Al respecto, uno de los momentos mejores lo supone el diálogo en la iglesia, entre el detective chileno y la madre desesperada (Claudia Cantero) por la desaparición de su hijo. Allí se prefigura todo. La madre que increpa, y al hacerlo entiende que no tendrá de su lado más que a ella misma. El que está arrodillado y reza es él, cristiano y pinochetista. El ámbito donde todo sucede es un corolario edilicio, santificación mediante, de todo lo que ya sucede, de todo lo que habrá de ocurrir.

El film de Benjamín Naishtat es notable, y sabe cómo organizar una puesta en escena de naturalidad sutil y torcida, a la que todos sus personajes ayudan gentilmente. Desde el rubro actoral, en donde Grandinetti ofrece un rostro inescrutable, preñado de lentes y bigote oscuros, quien también sobresale es Andrea Frigerio: los dos, siempre solícitos con los ademanes de la situación social, que gozan, así como indiferentes con el dolor que ha sido (el de la historia y sus ecos, sangrientos y de conquista, que repercuten a lo largo de todo el film) y cínicamente partícipes de un dolor todavía peor: el que sobrevendrá.

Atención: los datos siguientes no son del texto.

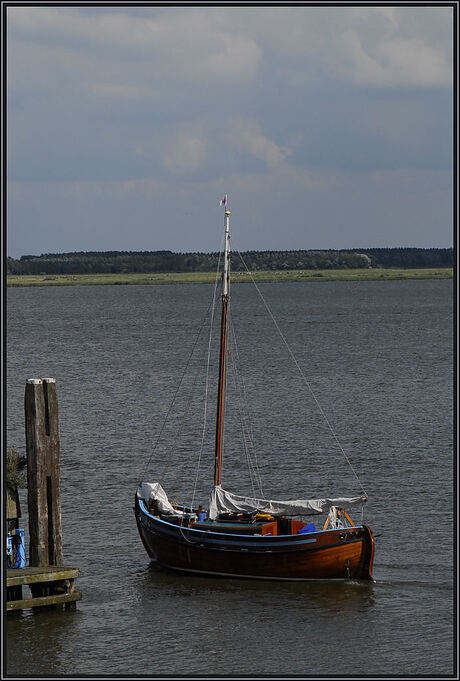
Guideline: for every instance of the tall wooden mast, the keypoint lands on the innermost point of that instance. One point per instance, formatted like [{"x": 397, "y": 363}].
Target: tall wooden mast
[{"x": 223, "y": 356}]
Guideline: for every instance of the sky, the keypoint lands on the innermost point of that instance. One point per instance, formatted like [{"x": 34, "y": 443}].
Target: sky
[{"x": 328, "y": 127}]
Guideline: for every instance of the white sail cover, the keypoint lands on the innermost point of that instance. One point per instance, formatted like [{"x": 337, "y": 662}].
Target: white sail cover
[
  {"x": 153, "y": 490},
  {"x": 222, "y": 501}
]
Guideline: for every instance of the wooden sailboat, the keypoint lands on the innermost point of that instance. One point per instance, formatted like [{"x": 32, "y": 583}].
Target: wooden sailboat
[{"x": 251, "y": 537}]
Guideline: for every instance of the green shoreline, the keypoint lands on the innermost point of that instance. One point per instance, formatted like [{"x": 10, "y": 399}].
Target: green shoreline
[{"x": 372, "y": 274}]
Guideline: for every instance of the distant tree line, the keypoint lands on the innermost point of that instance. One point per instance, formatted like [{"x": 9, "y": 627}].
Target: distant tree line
[{"x": 99, "y": 262}]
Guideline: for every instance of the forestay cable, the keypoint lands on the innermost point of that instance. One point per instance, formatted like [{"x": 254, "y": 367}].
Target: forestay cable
[{"x": 302, "y": 374}]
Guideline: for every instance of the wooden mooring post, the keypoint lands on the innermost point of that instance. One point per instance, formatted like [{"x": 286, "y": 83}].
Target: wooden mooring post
[{"x": 50, "y": 582}]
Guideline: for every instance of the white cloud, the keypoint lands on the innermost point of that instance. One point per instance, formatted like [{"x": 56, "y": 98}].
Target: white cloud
[
  {"x": 186, "y": 154},
  {"x": 247, "y": 137}
]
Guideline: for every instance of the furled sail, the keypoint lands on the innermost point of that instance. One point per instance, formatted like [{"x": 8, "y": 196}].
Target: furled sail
[
  {"x": 222, "y": 501},
  {"x": 149, "y": 491}
]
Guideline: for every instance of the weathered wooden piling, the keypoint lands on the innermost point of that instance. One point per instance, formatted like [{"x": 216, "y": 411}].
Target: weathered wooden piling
[
  {"x": 50, "y": 583},
  {"x": 43, "y": 472}
]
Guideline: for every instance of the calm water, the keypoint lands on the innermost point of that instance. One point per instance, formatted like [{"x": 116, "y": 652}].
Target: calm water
[{"x": 378, "y": 356}]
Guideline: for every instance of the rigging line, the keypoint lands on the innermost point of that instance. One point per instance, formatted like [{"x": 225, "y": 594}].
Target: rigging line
[
  {"x": 153, "y": 449},
  {"x": 245, "y": 422},
  {"x": 303, "y": 375},
  {"x": 205, "y": 412},
  {"x": 240, "y": 412}
]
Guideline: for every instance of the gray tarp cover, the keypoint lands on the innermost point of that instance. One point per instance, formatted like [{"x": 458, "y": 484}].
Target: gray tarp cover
[
  {"x": 153, "y": 490},
  {"x": 222, "y": 501}
]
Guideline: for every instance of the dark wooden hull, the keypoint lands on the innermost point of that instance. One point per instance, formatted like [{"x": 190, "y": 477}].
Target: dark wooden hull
[{"x": 329, "y": 554}]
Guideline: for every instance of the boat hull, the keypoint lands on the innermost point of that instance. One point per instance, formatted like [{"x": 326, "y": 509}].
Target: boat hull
[{"x": 330, "y": 554}]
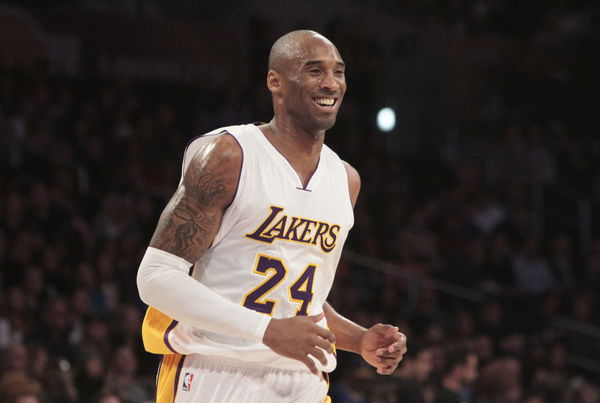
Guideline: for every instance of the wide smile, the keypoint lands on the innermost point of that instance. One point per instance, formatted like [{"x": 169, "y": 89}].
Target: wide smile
[{"x": 325, "y": 102}]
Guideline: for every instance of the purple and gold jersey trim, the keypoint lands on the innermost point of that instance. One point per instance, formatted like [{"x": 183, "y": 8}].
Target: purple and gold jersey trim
[
  {"x": 155, "y": 332},
  {"x": 168, "y": 378}
]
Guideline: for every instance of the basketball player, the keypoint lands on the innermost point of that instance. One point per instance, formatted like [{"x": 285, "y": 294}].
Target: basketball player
[{"x": 244, "y": 255}]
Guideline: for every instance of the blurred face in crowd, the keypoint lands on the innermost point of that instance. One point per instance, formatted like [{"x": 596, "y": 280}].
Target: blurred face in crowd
[
  {"x": 308, "y": 82},
  {"x": 470, "y": 370},
  {"x": 424, "y": 364}
]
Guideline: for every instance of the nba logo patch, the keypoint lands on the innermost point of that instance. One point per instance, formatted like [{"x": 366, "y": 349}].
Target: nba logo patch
[{"x": 187, "y": 381}]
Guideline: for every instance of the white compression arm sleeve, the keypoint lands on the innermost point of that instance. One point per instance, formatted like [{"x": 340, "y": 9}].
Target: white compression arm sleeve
[{"x": 163, "y": 282}]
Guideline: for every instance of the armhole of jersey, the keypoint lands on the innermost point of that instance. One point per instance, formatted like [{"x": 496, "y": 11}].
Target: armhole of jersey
[
  {"x": 238, "y": 190},
  {"x": 237, "y": 186}
]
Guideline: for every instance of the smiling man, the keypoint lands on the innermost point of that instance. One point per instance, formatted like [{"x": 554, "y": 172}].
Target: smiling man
[{"x": 244, "y": 255}]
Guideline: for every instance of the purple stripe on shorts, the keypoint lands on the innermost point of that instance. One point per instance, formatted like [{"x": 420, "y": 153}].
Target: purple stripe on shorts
[
  {"x": 166, "y": 336},
  {"x": 177, "y": 374}
]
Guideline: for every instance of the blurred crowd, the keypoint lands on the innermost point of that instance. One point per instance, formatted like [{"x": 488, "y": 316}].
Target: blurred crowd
[{"x": 87, "y": 164}]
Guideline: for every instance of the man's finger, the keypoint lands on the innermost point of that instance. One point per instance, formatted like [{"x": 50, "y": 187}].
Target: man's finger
[
  {"x": 326, "y": 334},
  {"x": 319, "y": 354},
  {"x": 317, "y": 318},
  {"x": 311, "y": 365}
]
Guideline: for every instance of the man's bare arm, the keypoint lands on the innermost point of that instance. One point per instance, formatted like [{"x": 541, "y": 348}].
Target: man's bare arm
[{"x": 189, "y": 223}]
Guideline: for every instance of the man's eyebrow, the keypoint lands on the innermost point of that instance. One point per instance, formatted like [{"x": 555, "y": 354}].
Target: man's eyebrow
[{"x": 315, "y": 62}]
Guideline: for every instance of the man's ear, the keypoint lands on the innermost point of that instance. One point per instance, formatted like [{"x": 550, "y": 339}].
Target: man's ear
[{"x": 274, "y": 81}]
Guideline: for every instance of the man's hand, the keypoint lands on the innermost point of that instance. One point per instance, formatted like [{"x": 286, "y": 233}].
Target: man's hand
[
  {"x": 298, "y": 337},
  {"x": 383, "y": 346}
]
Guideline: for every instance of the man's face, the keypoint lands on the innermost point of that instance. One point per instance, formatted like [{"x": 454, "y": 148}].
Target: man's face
[{"x": 314, "y": 84}]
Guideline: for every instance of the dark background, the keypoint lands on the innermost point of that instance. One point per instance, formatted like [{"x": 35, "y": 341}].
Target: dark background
[{"x": 478, "y": 216}]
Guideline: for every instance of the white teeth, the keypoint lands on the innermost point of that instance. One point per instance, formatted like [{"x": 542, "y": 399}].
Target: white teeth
[{"x": 325, "y": 101}]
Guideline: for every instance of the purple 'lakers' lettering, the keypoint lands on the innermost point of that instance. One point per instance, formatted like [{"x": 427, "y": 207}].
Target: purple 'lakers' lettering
[
  {"x": 257, "y": 234},
  {"x": 278, "y": 225}
]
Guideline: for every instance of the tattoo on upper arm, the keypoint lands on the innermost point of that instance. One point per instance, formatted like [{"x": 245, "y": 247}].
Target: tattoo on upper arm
[{"x": 190, "y": 221}]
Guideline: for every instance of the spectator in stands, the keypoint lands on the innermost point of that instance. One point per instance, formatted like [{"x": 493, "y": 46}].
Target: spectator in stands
[{"x": 458, "y": 374}]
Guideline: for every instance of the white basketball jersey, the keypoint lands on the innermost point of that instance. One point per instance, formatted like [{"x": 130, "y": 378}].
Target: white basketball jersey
[{"x": 277, "y": 249}]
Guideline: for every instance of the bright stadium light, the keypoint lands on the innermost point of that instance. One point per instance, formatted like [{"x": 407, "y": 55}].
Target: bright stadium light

El gran momento lo significa el acto de fin de curso, con el discurso de la profesora (Susana Pampin). Es la ceremonia de pacto demoníaco, el que tiene toda película de terror que se precie: allí cuando los acólitos del diablo se reúnen y celebran el éxito de la invocación malvada. Es admirable, porque evidencia la astucia estética, y señala a Rojo como una película urgente, de su tiempo: una época que no es otra más que ésta. El año 1975, la indefinición del lugar geográfico, toca a todos por igual. En este sentido, las palabras leídas por la docente teatral, con el asentimiento de quienes escuchan, prefiguran el terror organizado. Basta de política, se dice. Una bandera argentina, algo quebrada, acompaña el decorado del escenario.